Thanks for the detailed report. The following is derived from the C
reproducer and works for me:

ip netns add ns1
ip -n ns1 -6 nexthop add id 1 blackhole
ip -n ns1 route add blackhole 0.0.0.0/0 nhid 1
ip netns del ns1

Nexthops are flushed when the network namespace is dismantled, but the
error route that is using the nexthop does not release its reference
from the nexthop. Therefore, the nexthop is not deleted and does not
release the reference from its nexthop device (lo in this case).

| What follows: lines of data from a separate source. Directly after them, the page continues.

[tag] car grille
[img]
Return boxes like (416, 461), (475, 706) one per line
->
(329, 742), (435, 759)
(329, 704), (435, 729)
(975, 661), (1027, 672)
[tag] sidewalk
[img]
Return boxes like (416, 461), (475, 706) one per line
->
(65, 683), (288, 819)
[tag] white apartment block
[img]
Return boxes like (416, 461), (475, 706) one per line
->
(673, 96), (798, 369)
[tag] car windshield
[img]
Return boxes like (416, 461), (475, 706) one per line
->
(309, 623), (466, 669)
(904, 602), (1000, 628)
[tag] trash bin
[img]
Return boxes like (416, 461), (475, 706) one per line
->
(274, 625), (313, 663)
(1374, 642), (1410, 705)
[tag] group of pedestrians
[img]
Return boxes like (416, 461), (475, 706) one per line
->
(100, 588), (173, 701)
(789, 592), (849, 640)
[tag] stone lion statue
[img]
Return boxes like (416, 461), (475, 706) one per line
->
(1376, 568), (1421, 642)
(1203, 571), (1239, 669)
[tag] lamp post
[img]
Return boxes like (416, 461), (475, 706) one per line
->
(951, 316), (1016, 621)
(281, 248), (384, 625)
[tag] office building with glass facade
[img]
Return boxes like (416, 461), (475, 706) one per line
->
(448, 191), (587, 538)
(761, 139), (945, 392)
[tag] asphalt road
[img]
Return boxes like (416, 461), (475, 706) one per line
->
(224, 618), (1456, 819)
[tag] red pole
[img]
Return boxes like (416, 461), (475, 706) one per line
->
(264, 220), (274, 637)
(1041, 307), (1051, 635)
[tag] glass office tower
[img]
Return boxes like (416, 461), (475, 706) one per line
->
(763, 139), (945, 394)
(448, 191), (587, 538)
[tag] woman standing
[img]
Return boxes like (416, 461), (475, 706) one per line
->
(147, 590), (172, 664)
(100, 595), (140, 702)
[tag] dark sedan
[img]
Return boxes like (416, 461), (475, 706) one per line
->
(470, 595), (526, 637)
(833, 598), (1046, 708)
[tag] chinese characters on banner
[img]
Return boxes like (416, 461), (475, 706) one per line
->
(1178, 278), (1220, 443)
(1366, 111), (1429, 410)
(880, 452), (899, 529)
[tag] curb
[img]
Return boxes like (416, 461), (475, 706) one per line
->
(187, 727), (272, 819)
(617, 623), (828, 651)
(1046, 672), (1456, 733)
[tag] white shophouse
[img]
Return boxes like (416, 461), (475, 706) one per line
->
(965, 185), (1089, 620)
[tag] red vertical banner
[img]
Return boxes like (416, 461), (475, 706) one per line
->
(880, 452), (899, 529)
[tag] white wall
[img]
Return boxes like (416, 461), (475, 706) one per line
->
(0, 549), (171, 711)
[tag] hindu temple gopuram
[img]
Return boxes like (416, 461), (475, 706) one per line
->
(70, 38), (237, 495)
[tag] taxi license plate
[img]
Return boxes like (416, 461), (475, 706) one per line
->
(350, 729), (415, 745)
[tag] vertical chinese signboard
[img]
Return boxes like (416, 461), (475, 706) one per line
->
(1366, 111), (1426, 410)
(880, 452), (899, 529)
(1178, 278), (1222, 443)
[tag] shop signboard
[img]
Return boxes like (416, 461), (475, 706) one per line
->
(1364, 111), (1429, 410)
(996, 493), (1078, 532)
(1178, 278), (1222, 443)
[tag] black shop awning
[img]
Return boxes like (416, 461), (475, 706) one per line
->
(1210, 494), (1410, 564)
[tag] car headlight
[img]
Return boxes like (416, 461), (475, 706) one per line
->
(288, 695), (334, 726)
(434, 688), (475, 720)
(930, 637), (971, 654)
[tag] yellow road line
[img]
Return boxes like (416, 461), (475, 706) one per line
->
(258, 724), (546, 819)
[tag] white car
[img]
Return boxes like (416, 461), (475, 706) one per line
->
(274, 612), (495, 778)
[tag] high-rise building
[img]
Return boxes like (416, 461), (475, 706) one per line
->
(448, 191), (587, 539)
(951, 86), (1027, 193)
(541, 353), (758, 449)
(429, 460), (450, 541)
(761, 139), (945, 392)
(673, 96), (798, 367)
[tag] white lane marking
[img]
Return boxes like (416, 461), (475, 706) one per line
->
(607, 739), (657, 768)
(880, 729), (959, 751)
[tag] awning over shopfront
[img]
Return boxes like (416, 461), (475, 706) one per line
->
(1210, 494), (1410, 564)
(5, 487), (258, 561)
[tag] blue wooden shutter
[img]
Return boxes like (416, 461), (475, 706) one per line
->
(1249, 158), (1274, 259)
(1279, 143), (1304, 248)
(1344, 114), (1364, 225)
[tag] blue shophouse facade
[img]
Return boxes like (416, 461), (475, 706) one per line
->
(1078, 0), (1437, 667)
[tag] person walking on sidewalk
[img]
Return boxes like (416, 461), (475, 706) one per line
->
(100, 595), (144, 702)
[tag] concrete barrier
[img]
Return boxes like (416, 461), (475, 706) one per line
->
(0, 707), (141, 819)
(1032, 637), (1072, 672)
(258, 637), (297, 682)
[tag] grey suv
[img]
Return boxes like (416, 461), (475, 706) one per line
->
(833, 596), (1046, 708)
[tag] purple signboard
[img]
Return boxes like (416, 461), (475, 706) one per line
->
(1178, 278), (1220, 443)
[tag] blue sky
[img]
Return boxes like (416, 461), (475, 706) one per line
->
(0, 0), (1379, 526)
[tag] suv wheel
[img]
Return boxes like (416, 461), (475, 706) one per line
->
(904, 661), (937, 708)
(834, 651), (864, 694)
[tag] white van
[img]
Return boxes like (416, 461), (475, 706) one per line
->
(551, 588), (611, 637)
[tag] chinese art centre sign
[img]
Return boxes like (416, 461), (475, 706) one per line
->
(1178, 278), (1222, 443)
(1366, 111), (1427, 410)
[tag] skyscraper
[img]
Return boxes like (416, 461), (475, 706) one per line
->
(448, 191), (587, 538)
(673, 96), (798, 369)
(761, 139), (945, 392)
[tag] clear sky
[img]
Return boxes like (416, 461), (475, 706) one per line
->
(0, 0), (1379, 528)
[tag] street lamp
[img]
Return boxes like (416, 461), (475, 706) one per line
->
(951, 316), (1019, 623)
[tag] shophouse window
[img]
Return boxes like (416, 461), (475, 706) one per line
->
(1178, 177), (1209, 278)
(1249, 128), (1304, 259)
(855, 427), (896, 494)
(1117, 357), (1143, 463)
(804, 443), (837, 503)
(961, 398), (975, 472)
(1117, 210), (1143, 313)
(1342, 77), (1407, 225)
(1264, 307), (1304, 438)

The following fixes the issue for me:

diff --git a/net/ipv4/fib_trie.c b/net/ipv4/fib_trie.c
index 59a6f0a9638f..7e2c17fec3fc 100644
--- a/net/ipv4/fib_trie.c
+++ b/net/ipv4/fib_trie.c
@@ -2053,10 +2053,11 @@ int fib_table_flush(struct net *net, struct fib_table *tb, bool flush_all)
 				continue;
 			}
 
-			/* Do not flush error routes if network namespace is
-			 * not being dismantled
+			/* When not flushing the entire table, skip error
+			 * routes that are not marked for deletion.
 			 */
-			if (!flush_all && fib_props[fa->fa_type].error) {
+			if (!flush_all && fib_props[fa->fa_type].error &&
+			    !(fi->fib_flags & RTNH_F_DEAD)) {
 				slen = fa->fa_slen;
 				continue;
 			}

Will post it later this week assuming I don't find problems with it.